To be clear, however, it’s still OK if you’re not buying Bud Light simply because it’s really crummy beer. As the Pythons said, “it’s like making love in a canoe.”
I get the impression these people really want to win an Emmy
This week, writer and Hollywood historian Mark Evanier drew attention to a video posted by the “Late Show With Stephen Colbert” that practically begs for an Emmy Award.
“I don’t take awards that seriously but when they’re meaningful, it’s when the voting public actually decides you deserve some honoring, not when you mount a successful ad campaign,” Evanier said. “It used to just be the shows taking ads out in the trade papers. Then it was fancy advertising mailers to all the voters. Then they started buying billboards all over Los Angeles asking for Emmy and Oscar votes.”
Evanier says “this seems like another step too far.”
It does seem a little desperate. But it also reminded me that voting has now begun for Pittsburgh City Paper‘s annual “Best of Pittsburgh” awards.
Those of you who have been around for a while know that I’ve been on the radio for 22 years in Pittsburgh, and during that time, I’ve had a perfect record: I have never once been nominated for anything.
On Saturday, I learned that something in Southwestern Ohio hates me (besides Trump voters, hey-yo!).
Dayton Hamvention is held at the Greene County Fair Grounds in Xenia, Ohio, and a windstorm came up Saturday afternoon.
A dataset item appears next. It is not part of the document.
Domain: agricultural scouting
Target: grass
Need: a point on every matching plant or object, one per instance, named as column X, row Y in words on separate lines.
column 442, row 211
Suddenly my nose started running and I couldn’t stop sneezing. It’s been like that for about 48 hours, although over-the-counter antihistamines are helping. (I did test for COVID-19, just in case, but I’m negative.)
What else happened during the big weekend besides sneezing and wheezing? My big purchase was an Internet radio — meaning a radio set up specifically to easily tune in Internet streams.
I’ve been skeptical of stand-alone Internet radios. For one thing, I doubted they were easy to use. For another, I doubted they really had access to a wide range of stations. And finally, as someone who really loves AM and FM radio, it seemed like cheating.
It seems odd for me to have those prejudices, considering I help run an Internet radio station, but my feeling was, it was easy to tune in Internet radio on a phone or laptop — who needs a special device?